Is your window "thermally desirable"?

In my research for The Solar House I came upon this statement by a British engineering professor in 1976:

"If during a 24-hr period the incoming heat is greater than the loss, the window is thermally profitable for that day.  Furthermore, if during a year the incoming heat is greater than the loss, the window is thermally desirable.  If overall the window gives a net positive gain, its size should be as large as possible.  Conversely, if the long-term window net gain is negative, its best size is zero.…  On a purely thermal basis there is no optimum intermediate size: The window is either maximum or zero."

The quotation is from Dr. Morris Davies*, an engineer at the University of Liverpool, who was part of a research team that spent about ten years analyzing the performance of the St. George’s School by Emslie Morgan (Wallasey, 1961-62), an immensely interesting building I wrote about in The Solar House.

What an excellent illustration of the difference between scientific optimization and design!  Davies' optimized architecture would typically have an all-glass south wall, and all-solid walls on the east, west, and south.   In my view, this is why computer simulations can contribute to architectural design, but they can not be generative or determinant of architectural design.  Scientific knowledge is one important ingredient in a more complex recipe, and human judgments are essential.

Of course, Davies' position here did not consider that windows have other functions beyond thermal (and he admitted so).  They may be desirable for providing daylight, or views, and they may be undesirable for bringing discomfort due to glare.  St.

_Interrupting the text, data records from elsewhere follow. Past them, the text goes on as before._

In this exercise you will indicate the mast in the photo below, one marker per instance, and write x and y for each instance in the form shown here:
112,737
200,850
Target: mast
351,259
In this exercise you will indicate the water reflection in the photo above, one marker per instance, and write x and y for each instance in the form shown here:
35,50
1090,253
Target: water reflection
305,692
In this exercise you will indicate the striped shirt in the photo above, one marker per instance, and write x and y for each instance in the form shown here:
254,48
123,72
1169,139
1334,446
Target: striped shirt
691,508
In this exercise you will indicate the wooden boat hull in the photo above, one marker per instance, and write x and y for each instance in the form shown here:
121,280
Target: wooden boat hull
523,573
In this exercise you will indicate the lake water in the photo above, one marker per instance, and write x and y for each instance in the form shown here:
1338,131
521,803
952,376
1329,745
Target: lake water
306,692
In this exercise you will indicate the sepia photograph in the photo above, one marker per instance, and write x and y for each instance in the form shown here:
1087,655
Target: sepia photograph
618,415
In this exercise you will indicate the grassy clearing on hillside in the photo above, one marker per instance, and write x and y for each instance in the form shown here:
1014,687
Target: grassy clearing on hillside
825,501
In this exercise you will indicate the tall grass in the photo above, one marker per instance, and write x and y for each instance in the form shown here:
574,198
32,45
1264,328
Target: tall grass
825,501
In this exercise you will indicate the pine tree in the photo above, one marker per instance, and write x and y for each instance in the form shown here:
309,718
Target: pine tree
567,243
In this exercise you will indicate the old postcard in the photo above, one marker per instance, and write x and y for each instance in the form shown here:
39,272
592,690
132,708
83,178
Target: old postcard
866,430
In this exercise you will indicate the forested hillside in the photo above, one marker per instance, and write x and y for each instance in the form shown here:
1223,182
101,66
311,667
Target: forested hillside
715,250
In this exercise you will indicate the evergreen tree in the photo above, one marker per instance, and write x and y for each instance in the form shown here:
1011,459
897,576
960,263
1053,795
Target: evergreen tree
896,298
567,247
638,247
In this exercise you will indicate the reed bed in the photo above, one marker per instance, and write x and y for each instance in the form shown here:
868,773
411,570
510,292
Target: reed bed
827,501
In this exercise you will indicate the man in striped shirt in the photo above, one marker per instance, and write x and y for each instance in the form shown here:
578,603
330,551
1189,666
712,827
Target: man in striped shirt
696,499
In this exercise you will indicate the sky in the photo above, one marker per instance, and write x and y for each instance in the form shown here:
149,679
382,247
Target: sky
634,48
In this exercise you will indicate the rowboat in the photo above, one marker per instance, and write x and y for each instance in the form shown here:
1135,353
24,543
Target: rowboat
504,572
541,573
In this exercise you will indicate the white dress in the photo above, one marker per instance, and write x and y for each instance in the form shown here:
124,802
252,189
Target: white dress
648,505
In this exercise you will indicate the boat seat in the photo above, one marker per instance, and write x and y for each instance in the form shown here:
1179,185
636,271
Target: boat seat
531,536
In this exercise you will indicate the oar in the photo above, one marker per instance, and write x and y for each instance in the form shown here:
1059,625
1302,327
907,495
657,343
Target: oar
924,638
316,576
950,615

George’s School did indeed suffer a glare problem, of which Davies was aware.

But even from a purely technical point of view, Davies was wrong.  To focus on annual net gain is too simplistic; it neglects the fact that quite a bit of passive solar heat is collected in afternoons in the Spring and Fall, when it is likely to be unwanted because it causes the building to overheat, depending on the weather and other factors of course.  To make a good window "maximum" is to increase the overheating problem.  Any number of solar house architects learned that lesson the hard way, long before 1976, as I detail in The Solar House

Note that overheating does not necessarily imply that the building needs air-conditioning.  Opening some windows may suffice, especially on a swing-season afternoon.  This was most certainly the case in Wallasey.  Still, the solar gains at that time are, for the most part, not beneficial.

Clearly Davies was speaking theoretically, and perhaps he assumed that windows would be shaded at times when the building doesn't need heat.  In practice, shading never works in a theoretically-optimum manner.  Or perhaps he assumed that thermal mass lagtime and carryover effects would effectively redistribute the heat from day to night.  In practice, this is also limited.

Nevertheless, I do enjoy the phrase "thermally desirable," and it wouldn't hurt if most architects adopted a little bit of that mindset when thinking about windows.

*Davies was quoted in Joseph E. Perry, Jr.. “The Wallasey School,” Proceedings of the Conference on Passive Solar Heating and Cooling, 1976.